Just as Zakiyah was about to call out to her, black liquid began pouring over the woman’s face from behind. Alongside her, Amber shrieked and launched herself forward, but the sludge worm had sluiced out of the air conditioner as a two-headed snake and had a hold of her hair.

“What the fuck?!” Scott cried.

The two women were yanked back sharply until the backs of their heads were crushed up against the air conditioner. The galvanized steel vents bent as the fingers of black thickened and wrapped themselves around the two women like a spider spinning a web around its latest victim. The tendrils were then pulled tight and both Ro-Ro and Amber became to disintegrate. Ro-Ro’s mouth flopped open in a silent gasp as Amber’s skull collapsed, as if the bones inside had the tensile strength of twigs.
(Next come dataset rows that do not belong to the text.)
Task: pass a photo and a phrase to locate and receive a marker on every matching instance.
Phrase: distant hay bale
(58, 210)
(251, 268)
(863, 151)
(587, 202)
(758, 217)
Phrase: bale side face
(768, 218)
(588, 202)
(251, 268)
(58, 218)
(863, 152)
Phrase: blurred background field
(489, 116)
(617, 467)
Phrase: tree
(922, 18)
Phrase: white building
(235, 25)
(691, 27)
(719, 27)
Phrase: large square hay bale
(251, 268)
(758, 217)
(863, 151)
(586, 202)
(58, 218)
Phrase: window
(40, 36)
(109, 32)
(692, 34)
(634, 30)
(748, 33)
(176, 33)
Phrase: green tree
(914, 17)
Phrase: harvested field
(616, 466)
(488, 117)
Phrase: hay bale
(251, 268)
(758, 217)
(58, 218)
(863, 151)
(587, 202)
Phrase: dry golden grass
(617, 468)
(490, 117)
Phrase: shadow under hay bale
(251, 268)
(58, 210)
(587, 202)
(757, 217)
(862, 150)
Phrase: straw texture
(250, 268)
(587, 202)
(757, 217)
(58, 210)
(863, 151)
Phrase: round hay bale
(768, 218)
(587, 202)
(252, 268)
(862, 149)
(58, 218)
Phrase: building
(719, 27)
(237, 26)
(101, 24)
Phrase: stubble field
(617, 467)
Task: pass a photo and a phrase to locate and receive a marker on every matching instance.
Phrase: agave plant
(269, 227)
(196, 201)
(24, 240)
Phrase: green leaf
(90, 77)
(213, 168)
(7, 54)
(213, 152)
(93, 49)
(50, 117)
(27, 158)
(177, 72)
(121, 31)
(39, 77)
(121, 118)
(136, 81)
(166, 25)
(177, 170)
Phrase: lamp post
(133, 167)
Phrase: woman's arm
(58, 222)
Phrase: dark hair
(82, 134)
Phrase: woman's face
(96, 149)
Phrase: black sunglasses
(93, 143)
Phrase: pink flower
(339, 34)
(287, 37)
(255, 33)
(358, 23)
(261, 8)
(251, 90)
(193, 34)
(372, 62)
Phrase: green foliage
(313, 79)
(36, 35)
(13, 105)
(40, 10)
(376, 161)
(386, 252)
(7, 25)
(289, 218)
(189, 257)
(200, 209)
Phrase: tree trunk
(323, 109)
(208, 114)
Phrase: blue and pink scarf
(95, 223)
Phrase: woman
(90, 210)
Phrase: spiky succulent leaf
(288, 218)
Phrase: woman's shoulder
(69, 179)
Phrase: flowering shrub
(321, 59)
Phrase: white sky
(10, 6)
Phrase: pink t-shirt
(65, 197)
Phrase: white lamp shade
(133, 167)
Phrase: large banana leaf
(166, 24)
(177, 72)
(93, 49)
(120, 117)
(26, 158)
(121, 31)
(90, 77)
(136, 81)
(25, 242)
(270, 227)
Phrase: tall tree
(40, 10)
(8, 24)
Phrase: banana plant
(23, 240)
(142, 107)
“Where’s it coming from?” Zakiyah yelled.

“It must’ve gotten into the air conditioning ducts,” Big Time replied over the noise of rain and tearing metal. “Everybody keep back!”

Muhammad, however, suspected something different. He walked briskly to one of the frosted skylights and bent down next to it. Angling as best he could, he could make out a wavering black line extending straight up from the flooded factory floor to approximately where the air conditioning unit stood above the roof. Angered, he sat down and cracked the heel of his shoe through the skylight, showering the line below with broken glass. Leaning back down, he got confirmation on what he didn’t want to believe possible.

All of the various tendrils of the sludge worm had gathered together to form itself into a single tower that rose from the factory floor. It was like a frozen black waterfall, the base of which was a large bulb resting just below the water line. Thin black roots extended away from the bulb in multiple directions. The water that had flooded the building was now a good seven or eight feet deep, having risen above almost all of the stations.

“Oh, my God,” whispered Zakiyah, who had come to see.

Muhammad wasn’t sure if she was reacting to the towering sludge worm or the fact that the floodwaters were a rich crimson, as if the factory had been turned into a gigantic wine vat.